3 Dead, 1 Missing After Car Careens Into Delaware Canal


An 18-year-old driver and two of his young passengers are dead after his car careened off a Delaware canal bank Sunday morning and crashed into the water below, Delaware officials said.

The two passengers were 16 and 12 years old. A third passenger, a 6-year-old boy, has not been found, Delaware officials said.

The accident happened around 9:41 a.m. in Middletown, about a mile from the Sen. William V. Roth Jr. Bridge, state police said. The car fell into the southern side of the Chesapeake and Delaware Canal, according to Delaware State Police spokesman Master Cpl. Michael Austin.

A 16-year-old female passenger managed to escape the wreckage and swim to shore with the help of the driver, Austin said. Once she reached safety, the driver swam back to help the remaining three passengers. 

“He was a hero,” Austin said of the driver, who has not been identified. “He tried to do everything he could.”

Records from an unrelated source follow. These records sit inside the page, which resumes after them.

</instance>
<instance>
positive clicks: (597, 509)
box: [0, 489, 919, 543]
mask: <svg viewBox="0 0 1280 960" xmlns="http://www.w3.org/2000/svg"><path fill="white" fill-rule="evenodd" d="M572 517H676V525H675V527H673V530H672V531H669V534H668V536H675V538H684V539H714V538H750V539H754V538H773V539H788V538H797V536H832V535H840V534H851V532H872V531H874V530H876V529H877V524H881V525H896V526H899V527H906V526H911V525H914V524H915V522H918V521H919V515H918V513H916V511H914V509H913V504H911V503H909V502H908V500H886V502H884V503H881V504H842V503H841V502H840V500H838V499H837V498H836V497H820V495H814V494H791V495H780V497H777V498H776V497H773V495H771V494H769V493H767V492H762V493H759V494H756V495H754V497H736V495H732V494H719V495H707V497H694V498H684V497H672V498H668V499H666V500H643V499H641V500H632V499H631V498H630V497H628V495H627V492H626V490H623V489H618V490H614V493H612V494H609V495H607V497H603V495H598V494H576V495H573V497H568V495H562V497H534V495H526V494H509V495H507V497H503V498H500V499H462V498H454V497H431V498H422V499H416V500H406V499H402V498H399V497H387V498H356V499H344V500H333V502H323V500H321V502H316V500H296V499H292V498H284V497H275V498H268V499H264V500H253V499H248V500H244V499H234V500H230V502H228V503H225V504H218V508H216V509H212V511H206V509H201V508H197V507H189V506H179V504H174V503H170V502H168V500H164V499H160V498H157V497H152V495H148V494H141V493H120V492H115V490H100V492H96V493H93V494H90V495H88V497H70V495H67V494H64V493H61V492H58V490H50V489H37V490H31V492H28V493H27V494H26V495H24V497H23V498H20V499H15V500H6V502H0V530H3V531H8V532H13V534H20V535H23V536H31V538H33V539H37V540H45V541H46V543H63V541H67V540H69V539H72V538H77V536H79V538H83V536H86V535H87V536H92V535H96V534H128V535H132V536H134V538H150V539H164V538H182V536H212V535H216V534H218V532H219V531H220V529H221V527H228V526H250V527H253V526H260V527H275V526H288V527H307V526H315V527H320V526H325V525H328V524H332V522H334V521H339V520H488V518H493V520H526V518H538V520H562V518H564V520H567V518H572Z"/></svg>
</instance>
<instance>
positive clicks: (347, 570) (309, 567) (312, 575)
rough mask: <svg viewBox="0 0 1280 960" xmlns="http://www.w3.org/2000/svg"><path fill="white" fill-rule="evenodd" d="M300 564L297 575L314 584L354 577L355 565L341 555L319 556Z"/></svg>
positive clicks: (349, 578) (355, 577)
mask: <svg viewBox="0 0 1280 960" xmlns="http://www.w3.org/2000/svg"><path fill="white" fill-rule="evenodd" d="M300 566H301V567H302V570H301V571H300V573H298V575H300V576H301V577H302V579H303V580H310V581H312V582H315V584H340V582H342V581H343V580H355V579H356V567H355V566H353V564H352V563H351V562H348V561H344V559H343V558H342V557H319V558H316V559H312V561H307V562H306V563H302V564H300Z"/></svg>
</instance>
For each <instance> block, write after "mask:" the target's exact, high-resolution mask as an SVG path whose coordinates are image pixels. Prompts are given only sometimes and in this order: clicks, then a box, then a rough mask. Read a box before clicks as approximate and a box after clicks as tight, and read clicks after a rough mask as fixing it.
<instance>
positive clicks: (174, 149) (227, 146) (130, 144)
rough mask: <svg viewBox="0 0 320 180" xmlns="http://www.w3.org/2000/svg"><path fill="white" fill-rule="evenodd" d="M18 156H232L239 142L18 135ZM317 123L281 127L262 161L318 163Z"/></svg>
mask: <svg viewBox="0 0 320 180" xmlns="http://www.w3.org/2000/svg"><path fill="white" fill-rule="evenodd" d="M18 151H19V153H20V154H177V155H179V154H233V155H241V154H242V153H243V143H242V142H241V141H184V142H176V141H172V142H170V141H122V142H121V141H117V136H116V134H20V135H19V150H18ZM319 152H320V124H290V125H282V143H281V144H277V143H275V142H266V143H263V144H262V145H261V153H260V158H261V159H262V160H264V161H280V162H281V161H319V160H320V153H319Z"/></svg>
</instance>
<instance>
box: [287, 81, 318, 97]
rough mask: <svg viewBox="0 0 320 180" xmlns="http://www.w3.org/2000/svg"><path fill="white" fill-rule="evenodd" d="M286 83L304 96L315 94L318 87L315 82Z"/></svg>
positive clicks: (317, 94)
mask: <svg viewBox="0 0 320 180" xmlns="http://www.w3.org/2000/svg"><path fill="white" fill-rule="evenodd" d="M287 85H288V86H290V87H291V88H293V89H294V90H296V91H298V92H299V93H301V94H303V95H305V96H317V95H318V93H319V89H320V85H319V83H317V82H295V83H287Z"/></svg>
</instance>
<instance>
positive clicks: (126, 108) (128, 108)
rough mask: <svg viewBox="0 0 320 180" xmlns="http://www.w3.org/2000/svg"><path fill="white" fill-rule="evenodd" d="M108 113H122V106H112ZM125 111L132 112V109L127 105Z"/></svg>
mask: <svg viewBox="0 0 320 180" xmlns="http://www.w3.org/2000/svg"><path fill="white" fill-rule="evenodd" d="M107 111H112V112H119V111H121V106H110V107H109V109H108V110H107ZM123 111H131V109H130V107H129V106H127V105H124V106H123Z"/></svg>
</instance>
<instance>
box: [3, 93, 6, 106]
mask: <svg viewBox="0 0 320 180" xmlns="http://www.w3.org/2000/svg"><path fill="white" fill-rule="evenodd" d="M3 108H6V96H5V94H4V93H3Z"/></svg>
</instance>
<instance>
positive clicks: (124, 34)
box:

A multiagency operation, including dive teams, located the submerged car around 3 p.m. Sunday. It was pulled out of the water two hours hours later.

A search for the missing 6-year-old passenger continues, police said.

The driver and three of the passengers were related, according to police. The 16-year-old girl was described as a family friend.

“They’re holding up but it’s not going to be easy,” relative Rudolph Jones said. “It’s going to stay with them.”